Despite reassurances that disease-carrying mosquitoes are yet to make it to these shores, prevention is always better than cure, and a trip to any sunny beer garden this weekend will reveal that many drinkers are happily and repeatedly protecting themselves from malaria with one of Britain’s favourite tinctures.
The onset of summery weather and the consequent upsurge in gin consumption coincided with Tuesday’s ‘Distillers’ Dinner’ at Hix Soho. Master Distillers Desmond Payne and Sean Harrison spoke to guests about some of the history and philosophies behind Beefeater and Plymouth gin and Dre Masso, a leading cocktail maestro, talked about the launch of new website GinandTales.com.
Mark’s Bar, downstairs at Hix, was an appropriate choice of venue for the evening, and proceedings began with a refreshing, fruity, gin-based (of course) cocktail. It was the sort of thing a sophisticated sop would drink with breakfast as a cleanser, possessing that pleasant-but-also-faintly-alarming characteristic of tasting too much like juice and not enough like alcohol. It was welcome after a warm and smoggy trip across London.
Moments before we set upon a large platter of seafood, which could have easily accounted for 25% of the planet’s marine life, we were served with a martini that shouted of booze where the previous cocktail had whispered.

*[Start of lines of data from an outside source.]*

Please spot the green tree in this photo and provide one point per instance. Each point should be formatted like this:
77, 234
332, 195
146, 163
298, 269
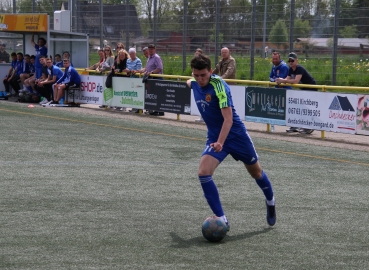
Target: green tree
302, 28
278, 35
349, 31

This marked the moment for Desmond Payne to talk briefly about his impressive 40 years in the gin business, and also about some of the limited edition Beefeater gins he has developed recently. These include Beefeater 24, a premium gin made from botanicals including Japanese and Chinese green teas, and London Market, a gin inspired by the diverse offerings at markets across the capital.
After the shellfish, Dre Masso introduced GinandTales.com, a website that will host gin cocktail recipes, tutorials and techniques from experts in the drinks industry. The site is intended to be a ‘cocktail bible’ for beginners as well as aficionados, and will feature interviews with famous bartenders and a monthly top three of the best cocktail bars in the world. The website promises to be a complete package for cocktail enthusiasts and will be a quick, easily accessible method of discovering new flavours and ideas.

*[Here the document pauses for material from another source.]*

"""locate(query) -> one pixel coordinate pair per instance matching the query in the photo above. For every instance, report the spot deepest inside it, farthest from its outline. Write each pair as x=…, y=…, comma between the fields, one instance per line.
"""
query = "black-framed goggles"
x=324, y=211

It would be greatly remiss to let gin and cocktails wash words about the evening’s food entirely off this page. My tasting plates on a previous visit to Hix were superb and the food served at the Distillers’ Dinner did not disappoint. Whole roast chickens came to the table absolutely soaking with moisture, their meat tasting of butter and wild garlic. Slices of pinkish veal were also excellent, and salty, wiry fries, jumbled with slices of roast garlic, got on with soaking up the juices of both meats. Eating out as a way of avoiding cooking and washing-up is understandable but the experience is best when the food in front of you is of a type that could never be recreated at home. Despite the apparent simplicity of the main course, I’ve never had roast chicken like it. Hix is very impressive.
The evening ended with a small sample of Beefeater’s London Market gin. Not officially released until summer, it appeared on the table in a large brown medicine bottle with a handwritten label and an explanation from Desmond Payne that it was still a bit stronger than he intends for the final version. Nevertheless, it was near enough finished for guests to identify the subtle hint of cardamom that looks set to characterise this edition.

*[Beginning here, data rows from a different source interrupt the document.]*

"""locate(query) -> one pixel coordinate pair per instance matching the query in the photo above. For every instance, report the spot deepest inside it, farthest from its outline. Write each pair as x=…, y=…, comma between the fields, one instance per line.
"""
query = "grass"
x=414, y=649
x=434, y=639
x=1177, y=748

Brands like Tanqueray and Bombay Sapphire seem more modern and glamorous than Beefeater and Plymouth to many consumers, but the Distillers’ Dinner proved that these traditional names have a wealth of experience and expertise behind them that you can’t find everywhere in the industry. Desmond’s approach to botanicals for his limited editions goes a long way in showing that they are capable of producing innovative, fashionable products too.